The focus of government, the media and organised labour on the ConDem Spending Review cuts to public service and welfare has included much talk of jobs, especially job losses.
But most people are ignoring the economic effects of the capitalist structures enshrined in EU agreements that ensure a “reserve army” of migrant labour. These include: EU free movement of labour; free movement of services, which allows EU firms to bring in workers from both inside and outside of the EU; and the secretive “Mode 4” trade commitments being made on our behalf in Brussels.
These regulations allowing corporations to cash in on wage differentials across borders mean that the earn/spend cycle in Britain, which is so key to economic health, is broken. Migrant workers may earn at the wage levels of one country and spend at the prices of another, but money taken out or sent out of Britain is lost to the British economy. In addition, the welfare bill increases as British workers are displaced – even where there is reduced access to welfare for the unemployed.

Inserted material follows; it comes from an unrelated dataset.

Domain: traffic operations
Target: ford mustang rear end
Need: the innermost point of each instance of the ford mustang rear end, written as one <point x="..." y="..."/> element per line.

According to Polish academic research, 34 per cent of remittances to Poland have been coming from Britain. But another 34 per cent have been coming from Ireland – a very small country, with just 4 million people. Ireland is now broke. In contrast to much of the EU, including Britain, the Polish economy is not in recession. Migrant workers come of course from a wide range of countries, often harming the interests of their home countries as well.
A blind eye
Why do economists and economic reporters not recognise this factor in all the economic discussion and the pain of cuts?
Since the ConDem “immigration cap” was announced there has been silence on the concerns of the British public both on permanent migration issues, and on the separate issue of labour migration, which is generally intended to be temporary (although this is often not the case, as primary schools which have received unforeseen influxes of Polish children testify). These concerns are about jobs, job displacement and downward pressure on working conditions.
The cap confuses these separate concerns, which is politically convenient, while failing to address either.
In addition, there has been intense corporate and government propaganda over the past few months on the need to maintain the “rights” of transnational corporations to bring in workers. Corporations’ “Intracorporate Transferees” (ICTs) have been exempted from the temporary cap,
In fact the most important function of the “cap” will be not what it limits, but what it exempts; and the pressure is intense for ICTs to be exempted from the final form of the cap. EU member states’ commitments to allow the cross-border movement of people involved in the provision of services depend on national policy. The cap, with its limits, but more importantly its exemptions, will be our national policy.
Thus the cap is a huge trick, but one that has been very effective for some months in silencing concerns about immigration and labour migration, including in relation to the huge budget cuts and job issues, and, fundamentally, the national economy.
With so much superficial talk around of “opposing cuts” it is strange that so little energy is being applied to the clearly detrimental economic effects of replacing British workers with migrant labour.